Now for the RegTech difficulty factor. In our survey, 63.5 percent of respondents said RegTech will become more critical in the next year. My take is that this concern is as vital for fraud defence as it is for addressing the issues of interoperability and data. While RegTech is undoubtedly a challenging compliance factor to plan and execute, FIs see RegTech as a positive factor. Looking at what regulation aims to do, the most crucial factor is to sync almost perfectly with several problems that need solving to improve customer experience and security. Examples: ISO 20022 messaging format will address data interoperability. Confirmation of Payee (CoP) will help address fraud. PSD2, Open Banking and UK Faster Payments Access Models will address easier access to data. So while 25 percent of respondents appreciate the importance of regulations they are equally worried about looming deadlines and the need for business continuity. But regulations aim to create better conditions for growth and competitive opportunities for FIs. And it’s important to remember that new regulation is there to fight fraudsters, who are one step ahead of the game. They don’t wait for regulations to play fair.

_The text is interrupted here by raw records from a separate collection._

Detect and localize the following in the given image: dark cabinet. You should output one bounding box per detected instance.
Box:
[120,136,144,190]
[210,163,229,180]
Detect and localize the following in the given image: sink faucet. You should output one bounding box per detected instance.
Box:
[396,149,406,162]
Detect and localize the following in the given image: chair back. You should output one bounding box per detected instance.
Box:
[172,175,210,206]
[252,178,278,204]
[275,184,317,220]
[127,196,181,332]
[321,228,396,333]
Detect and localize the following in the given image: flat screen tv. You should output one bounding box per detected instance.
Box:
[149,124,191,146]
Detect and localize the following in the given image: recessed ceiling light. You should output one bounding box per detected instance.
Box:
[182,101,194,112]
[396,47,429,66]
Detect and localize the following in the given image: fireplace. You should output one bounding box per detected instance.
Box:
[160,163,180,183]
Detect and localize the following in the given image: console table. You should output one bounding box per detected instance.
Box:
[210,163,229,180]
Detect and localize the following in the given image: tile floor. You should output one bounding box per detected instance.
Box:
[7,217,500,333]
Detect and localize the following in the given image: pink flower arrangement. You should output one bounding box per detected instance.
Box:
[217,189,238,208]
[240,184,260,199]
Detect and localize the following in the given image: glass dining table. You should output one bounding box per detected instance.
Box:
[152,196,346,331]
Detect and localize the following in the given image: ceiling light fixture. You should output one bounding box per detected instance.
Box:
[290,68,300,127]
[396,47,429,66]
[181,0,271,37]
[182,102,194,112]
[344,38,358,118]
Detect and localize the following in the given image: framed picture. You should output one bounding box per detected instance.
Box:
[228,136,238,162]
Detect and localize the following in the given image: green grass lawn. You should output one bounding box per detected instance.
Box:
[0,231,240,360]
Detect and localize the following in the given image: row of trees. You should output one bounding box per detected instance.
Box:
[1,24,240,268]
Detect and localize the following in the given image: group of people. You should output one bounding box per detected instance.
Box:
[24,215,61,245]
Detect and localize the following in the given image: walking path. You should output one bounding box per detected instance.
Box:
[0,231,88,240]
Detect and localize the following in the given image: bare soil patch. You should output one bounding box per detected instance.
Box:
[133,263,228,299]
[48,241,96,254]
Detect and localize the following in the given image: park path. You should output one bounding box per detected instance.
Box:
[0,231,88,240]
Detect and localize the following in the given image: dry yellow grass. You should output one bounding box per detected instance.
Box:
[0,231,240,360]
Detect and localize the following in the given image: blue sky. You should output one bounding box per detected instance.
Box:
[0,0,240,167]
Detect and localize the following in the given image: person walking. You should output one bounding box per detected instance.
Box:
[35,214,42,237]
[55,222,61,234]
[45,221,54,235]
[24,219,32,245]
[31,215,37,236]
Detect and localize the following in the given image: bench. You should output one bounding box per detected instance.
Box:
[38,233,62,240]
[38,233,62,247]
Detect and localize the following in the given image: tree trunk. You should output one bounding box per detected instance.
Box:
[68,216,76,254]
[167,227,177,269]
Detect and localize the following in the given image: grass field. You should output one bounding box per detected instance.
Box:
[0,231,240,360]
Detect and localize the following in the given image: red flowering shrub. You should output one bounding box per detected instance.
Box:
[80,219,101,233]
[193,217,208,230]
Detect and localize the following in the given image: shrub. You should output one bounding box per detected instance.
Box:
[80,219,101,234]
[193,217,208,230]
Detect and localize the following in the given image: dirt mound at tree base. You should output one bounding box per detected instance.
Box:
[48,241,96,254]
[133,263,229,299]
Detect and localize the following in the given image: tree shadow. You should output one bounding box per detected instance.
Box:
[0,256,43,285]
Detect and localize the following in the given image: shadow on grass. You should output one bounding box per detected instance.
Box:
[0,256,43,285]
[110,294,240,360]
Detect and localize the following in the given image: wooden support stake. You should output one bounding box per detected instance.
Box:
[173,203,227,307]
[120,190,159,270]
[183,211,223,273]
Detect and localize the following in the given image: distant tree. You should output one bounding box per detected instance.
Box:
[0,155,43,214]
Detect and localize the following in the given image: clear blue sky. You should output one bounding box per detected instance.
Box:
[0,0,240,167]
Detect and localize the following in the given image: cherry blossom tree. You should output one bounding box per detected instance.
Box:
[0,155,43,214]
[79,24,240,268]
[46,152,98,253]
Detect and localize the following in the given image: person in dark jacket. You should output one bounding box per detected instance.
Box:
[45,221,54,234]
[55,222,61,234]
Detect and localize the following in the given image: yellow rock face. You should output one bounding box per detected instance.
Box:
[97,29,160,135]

However, broader challenges exist when fighting financial fraud, inclusive of insider fraud. Despite a positive attitude toward their outcomes, the biggest challenge in executing fraud and financial crimes strategy is keeping up with regulations (31%). The second challenge is increasing fraud threats (30%), and the third (at 11%) is the alert investigation time and false positives. These results illustrate a big challenge as FIs try to comply with regulations and manage assets on one side but remain strict enough without creating false positives and alienating customers. The fraud issue also tracks back to ISO 20022. Because the messaging yields more data, there’s more information to analyse in ensuring that all parties involved are legitimate, thereby reducing the potential for false positives
The solution to these challenges has its foundation in technology. We’ve already offered examples of how innovative technology can help fight insider fraud. But let’s consider other fraud tactics that can profit from technology adoption. For instance, keeping track of sanctioned countries and organisations is not an inside, manual job in today’s complicated cross-border business environment. Nor is it a job for outdated technology. For example, legacy watchlist screening tools can be tripped up by spelling errors, typos, and data quality issues. That’s an easy get for clever criminals who use aliases or even steal identities.
Modern technology for watchlist screening will be SaaS-based and provide a real-time, automated look across the journey of each payment. This technology will reduce false positives and speed-up investigations, which is where data comes in. By using machine learning and artificial intelligence, systems can proactively detect and prevent financial crimes. It’s no longer a box-ticking exercise.
So yes, our research shows the difficulty factor for FIs goes up in the short term. But continued focus on digital transformation and the judicious use of technology makes fighting financial fraud a bit easier and will ultimately make corporate and consumer customers happier in the long run.